El tercer y último comentario sobre la anticorrupción es que no es un proceso orgánico, sino artificial. Son esteroides para el Ministerio Público y una sobrecarga para el sistema penal, que no tiene la capacidad institucional de soportar las fuerzas políticas que harán resistencia. Claro que se debe promover el fortalecimiento de la justicia a través del Ministerio Público, el Organismo Judicial, el Inacif, el Instituto de la Defensa Pública Penal, el Ministerio de Gobernación y demás, pero se debe hacer de forma sostenible y sistémica para que verdaderamente haya un alcance nacional y transversal en la creación de barreras que protejan la función pública de los abusos de poder.
Para concluir, parece oportuno establecer un paralelismo entre la anticorrupción y la pena de muerte y la persecución de las maras.
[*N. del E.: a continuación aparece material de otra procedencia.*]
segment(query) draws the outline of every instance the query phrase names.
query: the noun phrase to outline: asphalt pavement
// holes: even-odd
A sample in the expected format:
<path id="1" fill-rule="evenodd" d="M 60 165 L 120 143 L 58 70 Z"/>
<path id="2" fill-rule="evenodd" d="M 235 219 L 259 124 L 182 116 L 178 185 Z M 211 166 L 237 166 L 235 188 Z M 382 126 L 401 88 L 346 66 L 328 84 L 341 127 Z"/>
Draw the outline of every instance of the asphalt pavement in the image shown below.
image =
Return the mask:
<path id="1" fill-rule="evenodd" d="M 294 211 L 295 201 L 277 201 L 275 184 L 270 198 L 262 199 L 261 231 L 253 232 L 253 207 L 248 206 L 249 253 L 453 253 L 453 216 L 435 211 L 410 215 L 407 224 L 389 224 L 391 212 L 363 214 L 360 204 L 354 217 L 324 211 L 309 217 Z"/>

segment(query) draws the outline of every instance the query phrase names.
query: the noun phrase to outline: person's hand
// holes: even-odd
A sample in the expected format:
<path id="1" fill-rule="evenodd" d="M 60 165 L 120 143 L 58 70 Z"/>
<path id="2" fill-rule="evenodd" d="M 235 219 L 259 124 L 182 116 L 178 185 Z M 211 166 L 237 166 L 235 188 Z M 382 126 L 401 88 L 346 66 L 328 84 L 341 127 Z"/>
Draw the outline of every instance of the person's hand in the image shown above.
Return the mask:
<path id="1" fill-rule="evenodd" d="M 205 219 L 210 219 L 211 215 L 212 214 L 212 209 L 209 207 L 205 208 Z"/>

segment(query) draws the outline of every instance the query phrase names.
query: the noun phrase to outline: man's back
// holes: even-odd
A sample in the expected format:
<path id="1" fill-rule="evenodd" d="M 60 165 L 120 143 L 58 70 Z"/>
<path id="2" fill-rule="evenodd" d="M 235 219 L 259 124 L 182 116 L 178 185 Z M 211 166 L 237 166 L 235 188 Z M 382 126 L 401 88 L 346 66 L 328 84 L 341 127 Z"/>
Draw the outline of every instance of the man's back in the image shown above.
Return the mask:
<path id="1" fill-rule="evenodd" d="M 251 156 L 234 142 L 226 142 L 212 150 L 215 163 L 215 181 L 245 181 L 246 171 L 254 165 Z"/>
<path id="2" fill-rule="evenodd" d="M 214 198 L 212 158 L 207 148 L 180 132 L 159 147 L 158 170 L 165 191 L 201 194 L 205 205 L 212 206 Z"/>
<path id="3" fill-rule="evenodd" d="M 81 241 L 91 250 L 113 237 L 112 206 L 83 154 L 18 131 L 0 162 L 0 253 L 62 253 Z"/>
Ambas comparten algo: son problemas estructurales que necesitan una transformación profunda, pero ejecutar o encarcelar a mareros es lo mismo que meter presas a personas por corruptas. Son apenas paliativos que nunca podrán alcanzar una transformación, ciclos sin fin que se repiten porque las causas de ambos fenómenos son mucho más profundas.
¿Abdicar la anticorrupción? No, no es eso. Es darle otro enfoque. Un enfoque de ejercicio de derechos, no de represión. La anticorrupción es un principio incluso del republicanismo. Debe ser transversal en cualquier política pública y diseño institucional del Estado. Deben existir mecanismos para evitar y corregir los abusos de poder. Empero, ninguna política pública que esté centrada en la represión podrá ser transformadora, sino que seguirá replicando el carácter autoritario del Estado. Se necesitan procesos educativos y democráticos, así como una revisión de los incentivos de la legalidad que promueven la corrupción.